Chirico definisce la decisione di annullare il gol di Pellegrini “una delle performance variste più farsesche dell’intero torneo” e aggiunge: “A Lissone hanno visto una deviazione di braccio del francese e detto all’arbitro Chiffi di annullare. Ma le immagini erano chiare tanto quelle, la settimana prima, del doppio intervento falloso, in area, di Bastoni su Zakaria: nel caso in questione, si è visto nitidamente il centrocampista juventino girarsi e raccogliere entrambe le braccia sul petto, proprio per evitare di colpire il pallone”.

Rabiot ha deviato la palla col gomito? – prosegue il giornalista. Non è chiaro, anzi, non sembrerebbe proprio. Ma per non sbagliarsi, ed evitare polemiche a fine gara, Chiffi e Valeri hanno preferito annullare. Il motivo va cercato in un vecchio adagio dell’ex presidente federale Carraro: guai sbagliare a favore della Juve“.
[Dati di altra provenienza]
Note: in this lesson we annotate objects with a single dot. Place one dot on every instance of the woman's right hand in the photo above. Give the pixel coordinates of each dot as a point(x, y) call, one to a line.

“L’episodio non ha avuto strascichi solo perché, alla fine, la Juventus ha vinto, ed il primo ad evitare di parlarne è stato proprio Allegri – ha sottolineato il giornalista. Questo non significa che non ci si possa domandare come analizzino le immagini nella sala Var di Lissone, e se, a questo punto, non sia diventata superflua la presenza di 4 direttori di gara in campo, considerato che a decidere sono sempre e solo gli arbitri delegati al Var. Le cui decisioni diventano insindacabili. Si fa come impongono loro da Lissone e non si transige, anche quando la svista è evidente“.

Si vive sotto la dittatura del Var, il cui potere è spropositato e inappellabile. Non era questo l’uso che avremmo desiderato della tecnologia, ma l’impressione resta quella iniziale: se penalizza la Juve, va bene così ha concluso.